Monday, April 3, 2017

Kenali Dirimu Dulu

Kejadian 3:12-13 Manusia itu menjawab: "Perempuan yang Kautempatkan di sisiku, dialah yang memberi dari buah pohon itu kepadaku, maka kumakan." Kemudian berfirmanlah TUHAN Allah kepada perempuan itu: "Apakah yang telah kauperbuat ini?" Jawab perempuan itu: "Ular itu yang memperdayakan aku, maka kumakan."

Ketika Adam (manusia pertama) jatuh ke dalam dosa, Tuhan bertanya kepadanya: "Apa kamu makan buah terlarang?" Adam tidak menjawab pertanyaan tersebut tetapi langsung menyalahkan Hawa dan Hawa langsung menyalahkan ular. Siapa sangka ular tidak terdengar menyalahkan siapapun. Ya... mungkin ular memang lebih bertanggung jawab daripada manusia.

Keturunan Adam dan Hawa juga masih suka saling menyalahkan, terutama ibu-ibu yang berperan besar dalam budaya tak bertanggung jawab ini. Lihatlah ketika ada balita menangis karena jatuh dari kursi, ibunya akan berkata: "Cup cup cup... Kursinya nakal ya... Ini ibu pukul kursinya." Padahal, anak itu jatuh karena si ibu atau anak itu sendiri tidak hati-hati.

Dampaknya, saat ini di negeri kita semua orang saling menyalahkan. Atasan menyalahkan bawahan, bawahan menyalahkan atasan, menantu salahkan mertua, mertua salahkan menantu, dan begitu seterusnya. Tidak ada orang yang mau disalahkan, sehingga jika memungkinkan mereka selalu mencari orang lain untuk disalahkan. Jika tak ada orang yang dapat disalahkan, benda mati pun akan disalahkan. Luar binasa ya...

Suatu hari ada seorang wanita jelita (jelang lima puluh tahun) yang mencurahkan isi hatinya. Dia mengaku sedih karena mertuanya selalu menyalahkan dia tiap kali terjadi suatu masalah. Misalnya: Ketika gagang panci mertua rusak, dia yang disalahkan padahal suaminya yang tidak sengaja merusaknya. Ini memang terdengar sungguh memprihatinkan tetapi ternyata kita tak boleh mendengar dari satu sudut pandang saja. Kenali dulu pembicaranya.

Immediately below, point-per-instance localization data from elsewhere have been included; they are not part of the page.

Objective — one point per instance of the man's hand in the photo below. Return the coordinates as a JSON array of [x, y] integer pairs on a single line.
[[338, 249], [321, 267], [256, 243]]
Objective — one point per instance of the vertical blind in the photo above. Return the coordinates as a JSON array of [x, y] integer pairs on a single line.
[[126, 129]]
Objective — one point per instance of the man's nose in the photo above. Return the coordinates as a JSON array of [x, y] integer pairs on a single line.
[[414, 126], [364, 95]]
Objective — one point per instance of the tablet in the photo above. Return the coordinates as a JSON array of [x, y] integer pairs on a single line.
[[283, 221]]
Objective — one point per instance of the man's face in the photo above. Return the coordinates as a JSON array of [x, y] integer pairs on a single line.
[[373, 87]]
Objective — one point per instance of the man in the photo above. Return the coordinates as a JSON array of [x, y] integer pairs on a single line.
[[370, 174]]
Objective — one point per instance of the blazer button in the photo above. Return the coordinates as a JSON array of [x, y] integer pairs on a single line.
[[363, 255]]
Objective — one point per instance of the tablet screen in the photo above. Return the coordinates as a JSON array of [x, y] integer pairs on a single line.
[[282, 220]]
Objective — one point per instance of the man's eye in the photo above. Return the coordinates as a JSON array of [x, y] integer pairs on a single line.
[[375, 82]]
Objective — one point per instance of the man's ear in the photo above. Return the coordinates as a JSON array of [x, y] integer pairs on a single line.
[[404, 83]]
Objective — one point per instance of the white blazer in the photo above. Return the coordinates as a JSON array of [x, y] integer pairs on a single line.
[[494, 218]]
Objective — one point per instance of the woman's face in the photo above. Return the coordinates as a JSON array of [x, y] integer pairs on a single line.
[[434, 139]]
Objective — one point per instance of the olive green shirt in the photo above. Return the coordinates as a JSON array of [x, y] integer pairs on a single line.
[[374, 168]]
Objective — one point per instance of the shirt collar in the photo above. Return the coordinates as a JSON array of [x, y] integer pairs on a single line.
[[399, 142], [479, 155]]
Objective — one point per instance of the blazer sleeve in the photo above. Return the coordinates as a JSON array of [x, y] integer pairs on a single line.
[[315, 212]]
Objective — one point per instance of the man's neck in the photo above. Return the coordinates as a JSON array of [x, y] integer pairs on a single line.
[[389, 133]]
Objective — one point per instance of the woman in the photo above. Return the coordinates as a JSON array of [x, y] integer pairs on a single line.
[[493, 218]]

Seringkali wanita itu lupa meletakkan sesuatu, seperti bolpoin atau benda-benda lainnya. Ketika dia tidak menemukannya, dia akan menyalahkan orang lain: "Hei kamu, dimana bolpoinku?" dan tentu saja yang ditanyai tidak tahu menahu. Beberapa saat kemudian bolpoin tersebut ditemukan di antara tumpukan bukunya dan dia tertawa. Orang-orang di sekitarnya juga tertawa lalu dia mengatakan bahwa kebiasaan ini sudah ada semenjak remaja.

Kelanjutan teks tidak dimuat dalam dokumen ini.